Gale crater is a ~154-km-diameter impact crater formed during the Late Noachian/Early Hesperian at the dichotomy boundary on Mars. Here we describe potential evidence for ancient glacial, periglacial and fluvial (including glacio-fluvial) activity within Gale crater, and the former presence of ground ice and lakes. Our interpretations are derived from morphological observations using high-resolution datasets, particularly HiRISE and HRSC. We highlight a potential ancient lobate rock-glacier complex in parts of the northern central mound, with further suggestions of glacial activity in the large valley systems towards the southeast central mound.

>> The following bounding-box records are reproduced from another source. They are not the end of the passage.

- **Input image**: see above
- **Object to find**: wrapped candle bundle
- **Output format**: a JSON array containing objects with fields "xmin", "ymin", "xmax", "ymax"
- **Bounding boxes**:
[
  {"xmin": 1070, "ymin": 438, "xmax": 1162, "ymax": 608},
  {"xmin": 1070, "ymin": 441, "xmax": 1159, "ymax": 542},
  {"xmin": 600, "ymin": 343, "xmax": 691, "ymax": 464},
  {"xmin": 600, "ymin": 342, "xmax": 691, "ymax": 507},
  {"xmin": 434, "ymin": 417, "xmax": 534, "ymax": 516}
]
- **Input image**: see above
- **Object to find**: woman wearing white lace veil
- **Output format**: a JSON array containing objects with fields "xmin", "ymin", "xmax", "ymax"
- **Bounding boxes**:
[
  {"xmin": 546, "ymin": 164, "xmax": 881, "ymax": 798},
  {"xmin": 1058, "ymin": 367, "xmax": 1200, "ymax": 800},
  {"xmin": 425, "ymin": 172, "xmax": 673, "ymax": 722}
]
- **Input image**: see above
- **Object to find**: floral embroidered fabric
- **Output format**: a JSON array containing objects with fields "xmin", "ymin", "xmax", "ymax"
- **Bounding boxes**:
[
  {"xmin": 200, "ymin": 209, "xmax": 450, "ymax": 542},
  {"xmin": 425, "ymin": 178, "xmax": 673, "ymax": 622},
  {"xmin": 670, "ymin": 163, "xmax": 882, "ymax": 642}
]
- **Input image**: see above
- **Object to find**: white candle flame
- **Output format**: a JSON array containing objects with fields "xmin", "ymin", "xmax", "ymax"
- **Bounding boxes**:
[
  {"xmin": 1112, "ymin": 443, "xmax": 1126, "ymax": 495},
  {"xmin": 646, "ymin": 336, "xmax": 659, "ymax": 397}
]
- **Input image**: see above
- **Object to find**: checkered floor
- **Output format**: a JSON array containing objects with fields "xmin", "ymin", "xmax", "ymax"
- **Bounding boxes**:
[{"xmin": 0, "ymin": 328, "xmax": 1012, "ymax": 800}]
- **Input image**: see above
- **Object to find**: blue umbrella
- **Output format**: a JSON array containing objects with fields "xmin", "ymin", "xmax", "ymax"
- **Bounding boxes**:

Wide expanses of ancient ground ice may be indicated by evidence for very cohesive ancient river banks and for the polygonal patterned ground common on the crater floor west of the central mound. We extend the interpretation to fluvial and lacustrine activity to the west of the central mound, as recorded by a series of interconnected canyons, channels and a possible lake basin. The emerging picture from our regional landscape analyses is the hypothesis that rock glaciers may have formerly occupied the central mound. The glaciers would have provided the liquid water required for carving the canyons and channels. Associated glaciofluvial activity could have led to liquid water running over ground ice-rich areas on the basin floor, with resultant formation of partially and/or totally ice-covered lakes in parts of the western crater floor. All this hydrologic activity is Hesperian or younger. Following this, we envisage a time of drying, with the generation of polygonal patterned ground and dune development subsequent to the disappearance of the surface liquid and frozen water.